Sunday, April 26, 2009

Peter Leeson's "The Invisible Hook"

Peter T. Leeson is the BB&T Professor for the Study of Capitalism in the Department of Economics at George Mason University.

He applied the “Page 99 Test” to his new book, The Invisible Hook: The Hidden Economics of Pirates, and reported the following:
The Invisible Hook is the story of the hidden economics behind history’s most notorious criminals—18th-century pirates. It uses basic economic theory to analyze and understand infamous pirate behaviors, from pirates’ infamous flag of skull-and-bones to their (alleged) partiality for making prisoners “walk the plank.”

Page 99 of The Invisible Hook discusses how pirates treated merchantmen that resisted their assault: they annihilated them. The economic logic motivating this practice is straightforward. Pirates, who, like other businessmen, were interested in making as much money as possible, preferred prospective prizes to peacefully surrender rather than to fight for them. Fighting hurt pirates’ bottom line; it could injure pirates, kill them, or damage booty.

To encourage merchantmen’s peaceful surrender, pirates adopted a simply policy: show mercy to quarries that submit without a fight and slaughter quarries that resist. This policy, which pirates grimly announced to merchantmen through their infamous flag, raised quarries’ cost of resisting pirates while simultaneously raising their benefit of submission. In short, it worked exactly as pirates hoped.
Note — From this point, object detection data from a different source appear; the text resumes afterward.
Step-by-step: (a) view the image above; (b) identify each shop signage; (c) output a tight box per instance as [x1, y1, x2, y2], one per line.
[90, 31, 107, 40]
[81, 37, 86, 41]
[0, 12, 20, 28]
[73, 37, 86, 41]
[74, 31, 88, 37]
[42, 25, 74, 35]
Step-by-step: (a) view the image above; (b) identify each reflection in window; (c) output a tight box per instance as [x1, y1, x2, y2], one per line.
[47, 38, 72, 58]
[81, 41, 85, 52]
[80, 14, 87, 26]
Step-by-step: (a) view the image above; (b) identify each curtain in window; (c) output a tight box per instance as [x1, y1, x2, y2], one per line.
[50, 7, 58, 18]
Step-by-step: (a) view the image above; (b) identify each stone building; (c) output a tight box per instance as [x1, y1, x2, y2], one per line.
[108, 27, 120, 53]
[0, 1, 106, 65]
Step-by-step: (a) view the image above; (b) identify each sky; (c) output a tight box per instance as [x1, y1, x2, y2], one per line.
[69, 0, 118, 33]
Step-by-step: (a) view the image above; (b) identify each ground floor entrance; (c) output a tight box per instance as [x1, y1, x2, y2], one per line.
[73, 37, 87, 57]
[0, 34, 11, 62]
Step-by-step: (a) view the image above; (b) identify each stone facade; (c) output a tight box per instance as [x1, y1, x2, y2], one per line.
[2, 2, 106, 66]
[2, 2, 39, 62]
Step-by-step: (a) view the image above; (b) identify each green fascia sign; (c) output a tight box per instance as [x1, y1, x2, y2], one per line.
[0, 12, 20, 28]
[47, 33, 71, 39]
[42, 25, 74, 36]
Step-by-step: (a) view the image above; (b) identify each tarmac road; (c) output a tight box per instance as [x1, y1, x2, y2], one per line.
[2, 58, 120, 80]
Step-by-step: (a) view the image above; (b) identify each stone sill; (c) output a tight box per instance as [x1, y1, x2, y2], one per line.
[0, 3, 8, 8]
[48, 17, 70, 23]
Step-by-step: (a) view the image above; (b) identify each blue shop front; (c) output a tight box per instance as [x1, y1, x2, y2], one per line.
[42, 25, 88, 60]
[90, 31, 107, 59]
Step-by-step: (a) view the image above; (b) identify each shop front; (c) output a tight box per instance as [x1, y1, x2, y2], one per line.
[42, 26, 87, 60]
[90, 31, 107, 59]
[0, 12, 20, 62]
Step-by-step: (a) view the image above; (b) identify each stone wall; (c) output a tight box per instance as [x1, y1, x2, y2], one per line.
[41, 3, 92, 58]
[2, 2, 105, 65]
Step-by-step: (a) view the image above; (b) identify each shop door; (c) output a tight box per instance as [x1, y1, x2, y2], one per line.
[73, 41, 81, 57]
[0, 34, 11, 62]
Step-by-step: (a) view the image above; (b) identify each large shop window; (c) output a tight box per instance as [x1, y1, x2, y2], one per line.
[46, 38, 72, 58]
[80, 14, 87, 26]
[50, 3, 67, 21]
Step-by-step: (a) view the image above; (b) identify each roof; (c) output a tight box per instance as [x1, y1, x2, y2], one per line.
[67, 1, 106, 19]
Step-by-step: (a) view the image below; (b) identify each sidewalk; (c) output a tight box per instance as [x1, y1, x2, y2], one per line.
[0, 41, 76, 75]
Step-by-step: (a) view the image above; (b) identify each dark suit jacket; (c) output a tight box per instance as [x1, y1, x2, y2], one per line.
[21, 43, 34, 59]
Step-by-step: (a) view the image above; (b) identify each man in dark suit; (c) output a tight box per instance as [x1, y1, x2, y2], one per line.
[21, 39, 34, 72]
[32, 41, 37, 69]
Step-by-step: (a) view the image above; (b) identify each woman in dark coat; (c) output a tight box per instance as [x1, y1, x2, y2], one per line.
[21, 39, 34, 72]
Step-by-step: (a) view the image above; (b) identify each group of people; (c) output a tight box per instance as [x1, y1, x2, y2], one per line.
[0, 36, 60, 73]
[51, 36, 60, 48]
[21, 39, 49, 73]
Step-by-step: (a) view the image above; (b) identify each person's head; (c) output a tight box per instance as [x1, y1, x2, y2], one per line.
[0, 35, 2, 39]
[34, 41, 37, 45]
Of course, for their policy to appear credible, pirates had to follow through on their deadly promise when a wily merchantman dared to resist them nonetheless. As page 99 of my book points out, “Pirate captain Edward Low, for example, ‘had a [victim’s] ears cut off close to his Head, for only proposing to resist . . . [his] black Flag.” Needless to say, such follow-through had the desired effect. Most merchantmen surrendered to their pirate attackers without ado, enhancing pirates’ profit.

But pirates weren’t the only beneficiaries of their policy. Innocent sailors benefited from it too. Sailors were worse off for being attacked by pirates in the first place. But conditional on such attack, pirates’ profit-motivated surrender-or-die policy actually saved sailors’ lives by preventing bloody battle.

In combining basic economic reasoning with the details of pirate history, page 99 accurately reflects the whole.